Most people are well aware of jazz pianist, Vince Guaraldi’s (1928 – 1976) connection to the music of Peanuts, the Charles Schulz comic featuring Charlie Brown, Snoopy, and the rest of the Peanuts gang. Guaraldi actually recorded compositions for seventeen Peanuts specials but topping this wonderful body of work is his soundtrack for the 1965 Charlie Brown Christmas Special. My favorite Christmas film, I sometimes drag it out in mid-August just to be reminded of how great I feel when I watch it.

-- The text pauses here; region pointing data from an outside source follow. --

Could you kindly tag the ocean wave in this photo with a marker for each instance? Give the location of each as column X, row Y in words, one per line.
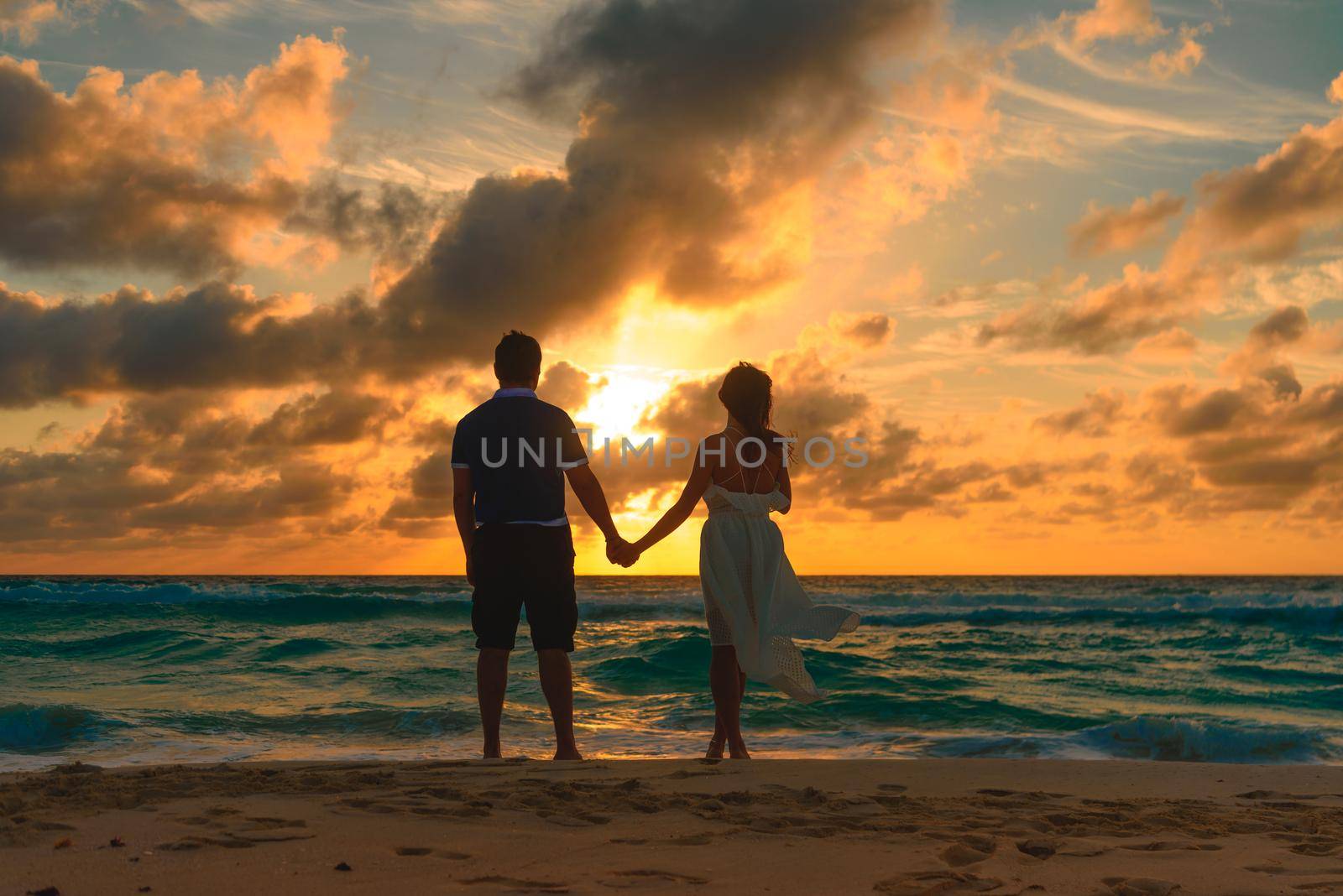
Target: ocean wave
column 29, row 728
column 1154, row 738
column 359, row 725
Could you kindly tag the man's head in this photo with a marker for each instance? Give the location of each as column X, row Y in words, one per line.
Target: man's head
column 517, row 360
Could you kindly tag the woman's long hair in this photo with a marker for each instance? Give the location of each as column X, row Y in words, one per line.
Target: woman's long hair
column 747, row 394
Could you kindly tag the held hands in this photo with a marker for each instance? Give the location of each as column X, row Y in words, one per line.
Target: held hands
column 621, row 551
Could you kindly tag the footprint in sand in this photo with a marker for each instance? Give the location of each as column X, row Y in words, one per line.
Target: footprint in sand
column 967, row 851
column 517, row 884
column 1316, row 848
column 937, row 882
column 1141, row 886
column 1041, row 849
column 645, row 878
column 1165, row 846
column 429, row 851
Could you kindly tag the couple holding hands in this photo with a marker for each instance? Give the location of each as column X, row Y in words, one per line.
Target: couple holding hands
column 510, row 511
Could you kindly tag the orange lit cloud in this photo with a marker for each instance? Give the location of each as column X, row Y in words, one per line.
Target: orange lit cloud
column 1111, row 230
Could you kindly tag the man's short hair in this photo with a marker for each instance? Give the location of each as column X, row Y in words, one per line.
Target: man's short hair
column 517, row 357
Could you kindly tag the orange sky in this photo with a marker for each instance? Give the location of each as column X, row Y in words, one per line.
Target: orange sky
column 1074, row 271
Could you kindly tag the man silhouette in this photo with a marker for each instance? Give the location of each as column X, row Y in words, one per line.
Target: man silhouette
column 510, row 461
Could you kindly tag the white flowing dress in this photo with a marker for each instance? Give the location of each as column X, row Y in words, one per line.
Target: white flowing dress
column 752, row 598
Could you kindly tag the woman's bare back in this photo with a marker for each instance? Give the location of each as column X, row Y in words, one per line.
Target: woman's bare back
column 729, row 474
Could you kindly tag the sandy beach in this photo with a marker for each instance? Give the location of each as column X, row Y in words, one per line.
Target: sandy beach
column 779, row 826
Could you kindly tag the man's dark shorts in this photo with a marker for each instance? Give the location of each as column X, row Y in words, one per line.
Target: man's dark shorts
column 524, row 565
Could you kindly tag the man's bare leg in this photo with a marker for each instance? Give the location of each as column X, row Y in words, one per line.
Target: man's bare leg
column 490, row 685
column 557, row 685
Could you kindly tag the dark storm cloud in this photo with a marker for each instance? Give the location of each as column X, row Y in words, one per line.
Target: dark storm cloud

Go Linus!
What many people don’t realize is that Guaraldi, despite his death at only 47 years old, left a legacy of recorded jazz over a career that spanned 23 years and included 31 albums as a leader or co-leader and more than a dozen collaborations with jazz royalty like Cal Tjader and Stan Getz.
Guaraldi was born and raised in the North Beach section of San Francisco. He made his first recording with the Cal Tjader Trio in late 1953 and it was released as an early 10-inch LP early in 1954. He formed his own trio in 1955, with Eddie Duran and Dean Reilly, but continued playing with Tjader. A fixture on the North California jazz scene, Guaraldi also got his chance to shine on a bigger stage when he played with Cal Tjader at the 1958 Monterey Jazz Festival.
Early photo of Vince’s first trio
He left Tjader in 1959 to follow his own projects and hit it big when he was asked to compose a tune for the French/Brazilian movie Black Orpheus on which he had been hired to play cover songs. He composed “Samba de Orpheus” for the film, which picked up an Oscar for Best Foreign Language Film, but surprised everyone with the B-side composition “Cast Your Fate to the Wind“. He picked up a Grammy for that B-side recording and had a hit on his hands. Throughout his career he never turned down a request to play it publicly and was happy to include it in all his live shows.
The album, however, was not a soundtrack, it contained a mixture or original Guaraldi tunes and covers and jazz-based interpretations of songs from the movie. In addition to Guaraldi on piano, Colin Bailey is on drums and Monty Budwig handled double bass, I have a CD of the original release. There is also a 2010 Original Jazz Classic (OJC) version that has a number of otherwise unavailable alternate takes. And, yes, it’s on my “needs” list.
$1.25 Dinner and Vince on piano. Sounds like a good night!
“Cast Your Fate to the Wind” had more in store, however, for Guaraldi. The legend is that Lee Mendelsohn, the producer of the Peanuts series, was riding in a taxi across the Golden Gate Bridge when CYFttW was played on the radio. He had been looking for the right accompaniment to the Peanuts work and phoned Ralph Gleason the famed jazz critic at the SF Chronicle. Gleason connected the two and the rest, as they say, is music history.